In fact, for people in low-paid jobs, those 13 million, it will be George Osborne’s cut to tax credits that will force them down even further. And grindingly so.

Nor is it immigration that makes it “impossible to build a cohesive society”. It is the neo-liberal economic ideology, to which this Tory Government is so thirled that heaps hardship and misery on those least able and least responsible for our country’s economic woes. It is cuts to tax credits and failure to invest in public services that contribute to economic health. The failure to lift a finger to help the growing numbers toiling in the face of in-work poverty, or to end the system of penalising sick and disabled people with ill conceived and failure ridden benefit assessments whose only noticeable feature is their lack of compassion. It is the cynical spin that trumpets increased house building, while promoting the sell-off of affordable homes, and takes not one step to curtail landlord profiteering.

All of this, and much more besides, makes social cohesion impossible. It’s not immigration. It’s Tory ideology. But just when the Tory conference was playing out true to form with Osborne and May along comes first Boris with his new cloak as “Mr Social Justice” and then David with his “all-out assault on poverty” and his intention to tackle“deep social problems” and increase social mobility.

How is that possible when everything the Tory Government does is an attack on the poorest and the most vulnerable? When every stroke of Osborne’s budget pen sees services cut and wages reduced? When coming down their legislation line is a Bill to remove what remaining rights working people have to protect themselves and their livelihoods? And when tucked in their back pocket is an intent to remove basic human rights from every one of us? The answer is that all of this, all the words and the apparent contradictions and the standing ovations, are about power. Who will have it when David goes as he has said he will? May, Johnson, Osborne, all setting out their stall and pitching to be next in line.
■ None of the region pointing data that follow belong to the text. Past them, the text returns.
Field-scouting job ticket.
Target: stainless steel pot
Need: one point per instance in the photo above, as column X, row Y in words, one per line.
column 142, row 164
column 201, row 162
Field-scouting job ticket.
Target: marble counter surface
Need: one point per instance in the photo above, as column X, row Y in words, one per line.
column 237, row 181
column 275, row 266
So the soft words about social justice and attacks on poverty are just that – words. Words to cajole and deflect, words to soothe and calm. So we won’t notice our neighbours struggling. We’ll accept rising numbers of food banks and more families forced to rely on them. We’ll believe that Ruth’s brighter dawn is coming and that Osborne really is “George the Builder”. All we have to do is knuckle down and work harder. And if anyone around us is suffering, well they’re either not trying hard enough or they’ve been put in that position by “immigrants”.
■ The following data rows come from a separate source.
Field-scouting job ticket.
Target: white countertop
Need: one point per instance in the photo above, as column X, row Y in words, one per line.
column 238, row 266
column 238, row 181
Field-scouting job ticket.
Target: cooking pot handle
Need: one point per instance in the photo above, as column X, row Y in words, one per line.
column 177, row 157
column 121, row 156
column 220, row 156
Cynical, exploitative, manipulative. That’s the politics we’ve seen writ large in the Tories’ Manchester bubble. Right-wing action in government, centre ground words in public.

We’ve been here before, facing manipulative, cynical politics. The politics that told us Scotland mattered, that Scotland and all who live and work here are a valued and valuable part of the United Kingdom. We were love-bombed. Wearyingly so. But only for a wee while.

Now, we are so “valued” that the promises are ditched, the agreements torn up and the warm words abandoned. The Scotland Bill is a sham and every attempt to bring it even a little closer to what we were told it would bring us that has so far been made by those we elected to represent us, has been dismissed by Tory MPs who don’t even bother to listen to the arguments.

So we won’t be fooled by the soft cloak of words Boris or David or George try to throw over their actions. We’ll keep on pointing to the truth of what they are doing to millions of people and pointing out the lies they are telling. And we’ll keep doing that to make sure we won’t be fooled again.